Say you want to calculate a Bayes Factor using the BIC approach (Wagenmakers, 2007). An example of this approach can be found here; which I’ll repeat down below.

```
# Set seed for reproducibility
set.seed(14)
# Simulate some data
intercept_data <- data.frame(score = scale(rnorm(40), center = 0.72))
# Run two models and calculate the BIC
full_lm <- lm(score ~ 1, intercept_data)
null_lm <- lm(score ~ 0, intercept_data)
BF_BIC <- exp((BIC(null_lm) - BIC(full_lm)) / 2)
```

The Bayes Factor is 5.05. Now, how do you add this value to a tidystats list? If we try it the standard way, we’ll see that it fails.

```
# Load the tidystats package
library(tidystats)
# Create an empty list
statistics <- list()
# Add BIC to the list using add_stats()
statistics <- add_stats(statistics, BF_BIC)
```

This produces an error message that says:

Error in UseMethod(“tidy_stats”) : no applicable method for ‘tidy_stats’ applied to an object of class “c(‘double’, ‘numeric’)”

It’s because `BF_BIC`

is simply a number and not the
output of a statistics function, so tidystats doesn’t know how to store
this number. Let’s fix this using `custom_stats()`

and
`custom_stat()`

.

```
# Create a list of custom statistics
BIC <- custom_stats(
method = "BIC",
statistics = custom_stat(
name = "BIC Bayes Factor",
value = BF_BIC,
symbol = "BF",
subscript = "10"
)
)
# Add the statistics to the list
statistics <- add_stats(statistics, BIC)
```

Now we don’t get an error. Thanks to `custom_stats()`

and
`custom_stat()`

we correctly structured the statistic so it
can be added to the list via `add_stats()`

.

## Summary

tidystats works by taking the output of statistical tests, extracting the statistics, and reorganizing them into a particular structure. This works if 1) tidystats has built-in support for the function and 2) if the function used to run the statistical test returns an object that tidystats can use to identify the test.

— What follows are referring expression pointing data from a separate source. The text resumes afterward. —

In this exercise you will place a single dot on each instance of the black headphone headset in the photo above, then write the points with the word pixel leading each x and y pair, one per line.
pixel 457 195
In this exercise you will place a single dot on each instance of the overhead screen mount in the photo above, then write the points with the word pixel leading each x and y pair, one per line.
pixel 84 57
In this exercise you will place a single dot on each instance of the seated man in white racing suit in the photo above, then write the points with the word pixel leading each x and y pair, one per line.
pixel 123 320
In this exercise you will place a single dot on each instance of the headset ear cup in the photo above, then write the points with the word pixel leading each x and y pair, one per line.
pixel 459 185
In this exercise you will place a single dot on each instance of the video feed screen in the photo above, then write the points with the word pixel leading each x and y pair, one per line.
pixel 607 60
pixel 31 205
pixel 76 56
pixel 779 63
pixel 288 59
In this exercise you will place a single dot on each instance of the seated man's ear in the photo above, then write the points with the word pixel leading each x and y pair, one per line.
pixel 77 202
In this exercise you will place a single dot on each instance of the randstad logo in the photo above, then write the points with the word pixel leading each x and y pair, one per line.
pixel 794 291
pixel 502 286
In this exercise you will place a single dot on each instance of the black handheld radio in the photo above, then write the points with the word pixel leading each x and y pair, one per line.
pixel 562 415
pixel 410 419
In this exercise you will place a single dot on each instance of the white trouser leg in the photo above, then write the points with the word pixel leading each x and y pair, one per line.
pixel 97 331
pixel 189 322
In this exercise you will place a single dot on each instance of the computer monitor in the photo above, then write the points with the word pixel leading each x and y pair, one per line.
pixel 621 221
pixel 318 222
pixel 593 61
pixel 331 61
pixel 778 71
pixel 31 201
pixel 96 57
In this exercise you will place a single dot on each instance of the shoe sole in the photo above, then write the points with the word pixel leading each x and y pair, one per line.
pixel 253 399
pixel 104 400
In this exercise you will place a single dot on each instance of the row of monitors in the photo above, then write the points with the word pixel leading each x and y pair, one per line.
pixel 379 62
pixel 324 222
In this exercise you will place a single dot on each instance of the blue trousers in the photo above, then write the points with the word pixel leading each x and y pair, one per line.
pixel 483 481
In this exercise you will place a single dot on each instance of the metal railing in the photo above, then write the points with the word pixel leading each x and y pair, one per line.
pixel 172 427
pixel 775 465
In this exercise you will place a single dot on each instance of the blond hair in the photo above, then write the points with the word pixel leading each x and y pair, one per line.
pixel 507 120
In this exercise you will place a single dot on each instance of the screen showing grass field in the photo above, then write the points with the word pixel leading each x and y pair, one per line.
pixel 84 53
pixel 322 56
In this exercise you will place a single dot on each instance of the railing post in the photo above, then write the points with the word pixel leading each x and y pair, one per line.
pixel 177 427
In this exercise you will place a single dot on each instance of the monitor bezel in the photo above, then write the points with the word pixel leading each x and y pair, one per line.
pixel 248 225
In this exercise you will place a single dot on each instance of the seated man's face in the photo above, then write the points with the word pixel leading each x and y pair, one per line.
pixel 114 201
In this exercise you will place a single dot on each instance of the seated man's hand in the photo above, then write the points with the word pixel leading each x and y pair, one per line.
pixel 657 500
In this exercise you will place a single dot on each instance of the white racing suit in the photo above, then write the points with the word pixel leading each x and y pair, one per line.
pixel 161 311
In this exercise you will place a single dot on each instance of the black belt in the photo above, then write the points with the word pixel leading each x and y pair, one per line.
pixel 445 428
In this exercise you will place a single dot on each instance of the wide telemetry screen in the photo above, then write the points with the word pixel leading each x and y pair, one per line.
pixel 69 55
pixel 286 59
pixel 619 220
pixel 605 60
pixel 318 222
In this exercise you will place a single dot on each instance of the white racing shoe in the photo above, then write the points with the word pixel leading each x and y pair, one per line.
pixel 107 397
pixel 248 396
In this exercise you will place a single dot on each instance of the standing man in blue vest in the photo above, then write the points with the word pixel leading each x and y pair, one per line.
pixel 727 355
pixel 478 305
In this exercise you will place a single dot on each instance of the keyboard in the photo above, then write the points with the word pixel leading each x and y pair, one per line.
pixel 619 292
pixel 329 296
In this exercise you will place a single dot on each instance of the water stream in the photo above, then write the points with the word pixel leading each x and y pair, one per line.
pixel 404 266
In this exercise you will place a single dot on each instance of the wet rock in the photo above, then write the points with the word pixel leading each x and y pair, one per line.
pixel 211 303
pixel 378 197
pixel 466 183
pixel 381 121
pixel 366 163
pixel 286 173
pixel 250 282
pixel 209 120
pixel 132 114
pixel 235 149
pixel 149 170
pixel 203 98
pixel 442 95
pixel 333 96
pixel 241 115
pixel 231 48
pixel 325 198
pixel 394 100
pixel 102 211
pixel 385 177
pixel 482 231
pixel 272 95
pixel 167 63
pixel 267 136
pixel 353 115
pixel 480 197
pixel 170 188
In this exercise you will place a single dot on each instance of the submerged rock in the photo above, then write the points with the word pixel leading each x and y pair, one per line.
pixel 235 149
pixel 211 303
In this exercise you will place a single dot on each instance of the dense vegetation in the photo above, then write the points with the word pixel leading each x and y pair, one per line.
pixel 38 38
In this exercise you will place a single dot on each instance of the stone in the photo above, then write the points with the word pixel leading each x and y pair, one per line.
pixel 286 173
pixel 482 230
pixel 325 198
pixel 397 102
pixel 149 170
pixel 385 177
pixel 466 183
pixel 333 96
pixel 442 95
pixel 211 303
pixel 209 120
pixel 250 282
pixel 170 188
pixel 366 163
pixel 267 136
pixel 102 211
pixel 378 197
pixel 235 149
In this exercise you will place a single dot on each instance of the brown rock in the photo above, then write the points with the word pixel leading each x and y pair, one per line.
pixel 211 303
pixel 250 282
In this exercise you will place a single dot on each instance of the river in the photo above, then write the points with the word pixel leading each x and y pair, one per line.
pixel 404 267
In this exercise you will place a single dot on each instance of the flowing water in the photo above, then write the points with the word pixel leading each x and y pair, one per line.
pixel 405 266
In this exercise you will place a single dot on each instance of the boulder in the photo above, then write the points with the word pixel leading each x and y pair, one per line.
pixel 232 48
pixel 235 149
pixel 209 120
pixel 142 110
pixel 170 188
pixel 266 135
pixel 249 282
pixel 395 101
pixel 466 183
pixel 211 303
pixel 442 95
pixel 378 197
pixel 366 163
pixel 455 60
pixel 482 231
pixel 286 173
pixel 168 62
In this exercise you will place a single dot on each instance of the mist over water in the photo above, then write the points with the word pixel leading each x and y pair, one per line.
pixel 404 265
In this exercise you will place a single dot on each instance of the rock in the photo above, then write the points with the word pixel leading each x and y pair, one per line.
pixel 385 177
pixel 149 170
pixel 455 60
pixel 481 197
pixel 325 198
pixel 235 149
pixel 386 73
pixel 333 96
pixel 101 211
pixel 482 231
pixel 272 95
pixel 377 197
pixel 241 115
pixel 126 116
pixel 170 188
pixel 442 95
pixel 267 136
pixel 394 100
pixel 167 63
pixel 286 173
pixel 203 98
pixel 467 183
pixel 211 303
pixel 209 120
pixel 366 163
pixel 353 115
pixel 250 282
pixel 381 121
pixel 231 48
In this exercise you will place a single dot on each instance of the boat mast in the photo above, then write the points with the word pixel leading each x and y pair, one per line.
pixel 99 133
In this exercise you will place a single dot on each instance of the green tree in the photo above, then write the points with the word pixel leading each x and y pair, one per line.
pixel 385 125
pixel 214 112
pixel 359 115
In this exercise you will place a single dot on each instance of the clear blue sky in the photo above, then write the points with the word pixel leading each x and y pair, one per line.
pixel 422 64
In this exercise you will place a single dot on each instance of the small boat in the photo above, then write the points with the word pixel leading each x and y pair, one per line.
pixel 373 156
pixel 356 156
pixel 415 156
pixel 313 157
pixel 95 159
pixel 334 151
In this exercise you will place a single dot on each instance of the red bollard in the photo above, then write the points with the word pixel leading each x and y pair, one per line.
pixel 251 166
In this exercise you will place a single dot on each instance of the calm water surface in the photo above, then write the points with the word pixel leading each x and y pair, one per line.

If you want to use tidystats on a function that is not supported yet, please contact me to let me know that I should add support for it.

Alternatively, you can manually create a list of statistics and
supply it to the `add_stats()`

function using
`custom_stats()`

and `custom_stat()`

.

The goal is to have tidystats support as many tests as possible, so that you rarely have to resort to this solution.